In Afghanistan il quadro è ugualmente inquinato e disonesto. Quante volte sentiamo parlare di un dibattito significativo sulle vere intenzioni della guerra contro quel paese povero e in rovina? Quasi mai. Per commemorare il quinto anniversario dell’invasione dell’Afghanistan, la CNN, la BBC e numerosi media occidentali hanno inviato i loro reporter a Kabul e in varie altre città afghane per esaminare la situazione in quel paese dopo anni di violenta “risurrezione” talebana e di sforzi di “ricostruzione” di raccolta dati. Hanno esaminato la condizione delle donne, l’istruzione, il settore sanitario, la sicurezza, il traffico di droga, ecc. Alcuni dei rapporti erano davvero sorprendenti.

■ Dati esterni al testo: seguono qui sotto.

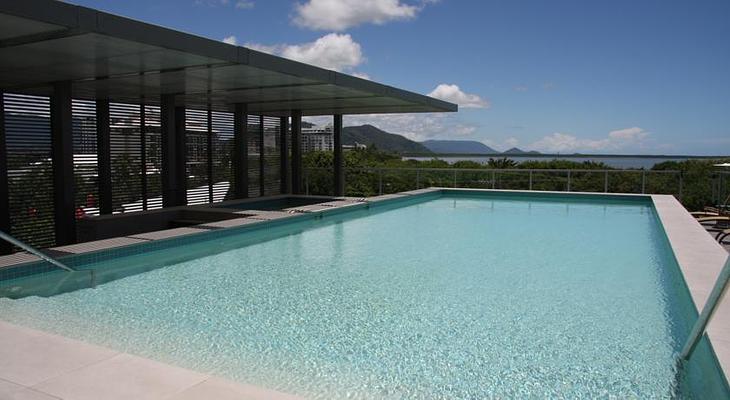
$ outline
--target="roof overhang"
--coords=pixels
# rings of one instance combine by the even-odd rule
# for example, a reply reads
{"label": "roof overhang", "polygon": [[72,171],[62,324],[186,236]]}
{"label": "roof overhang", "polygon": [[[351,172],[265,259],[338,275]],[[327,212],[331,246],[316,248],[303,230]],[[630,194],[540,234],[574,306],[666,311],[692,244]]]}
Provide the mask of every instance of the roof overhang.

Ma un esame così selettivo rappresentava chiaramente un sincero abbraccio all’affermazione del governo americano secondo cui la sua guerra all’Afghanistan era motivata da obiettivi nobili come liberare le donne dalla morsa dell’estremismo, migliorare la difficile situazione della popolazione afghana, ecc. introdotte solo quando quelle originarie fallirono, come la cattura di Osama bin Laden, di cui anche i media avevano pubblicizzato nei primi mesi di guerra. È stato convenientemente abbandonato dai media, quando è stato abbandonato dai militari e come priorità ufficiale dai governi occidentali. Ora, i giornalisti occidentali sfidano liberamente e spesso coraggiosamente il fallimento della coalizione guidata dalla NATO in Afghanistan nel migliorare la vita delle persone mentre la situazione sta peggiorando e il traffico di droga, soprattutto dall’Afghanistan all’Iran all’Europa, è ai massimi storici; ma ancora una volta, ci sono dei limiti a questa audacia giornalistica: solo personaggi come John Pilger mettono ancora in discussione gli obiettivi originali della guerra, che, come l’Iraq, anch’essa sta andando perduta.
È importante ricordare tutto questo, ma altrettanto importante esaminare in modo veritiero lo stato dei media arabi, soprattutto con l’avvento di Aljazeera English, indipendentemente da come voglia definirsi.
I molti anni di stampa controllata nel mondo arabo hanno prodotto due fenomeni ugualmente allarmanti: uno restrittivo che difende il punto di vista dell’autorità, e un altro apertamente impulsivo che sminuisce l’autorità e si offre come l’unica alternativa praticabile. Aljazeera sarà quella terza voce che dice la verità al potere, ma senza autocelebrarsi né reazionaria? È possibile, considerando come Aljazeera stessa viene finanziata e protetta politicamente? Il dibattito non ha alcun significato se esaminato frettolosamente.
Va detto, tuttavia, che senza una seria sfida al meccanismo di controllo prevalente dei media, un riordino delle priorità dei media e un riesame del rapporto tra media e Stato, è molto probabile che le distorsioni dei media continueranno. ad affliggere l’immaginario collettivo di intere società, modellando così la loro visione di se stessi e del mondo che li circonda, e quindi pregiudicando il modo in cui definiscono le loro opinioni e responsabilità nei confronti dei conflitti globali, sia in Palestina-Israele, Iraq, Afghanistan o altrove.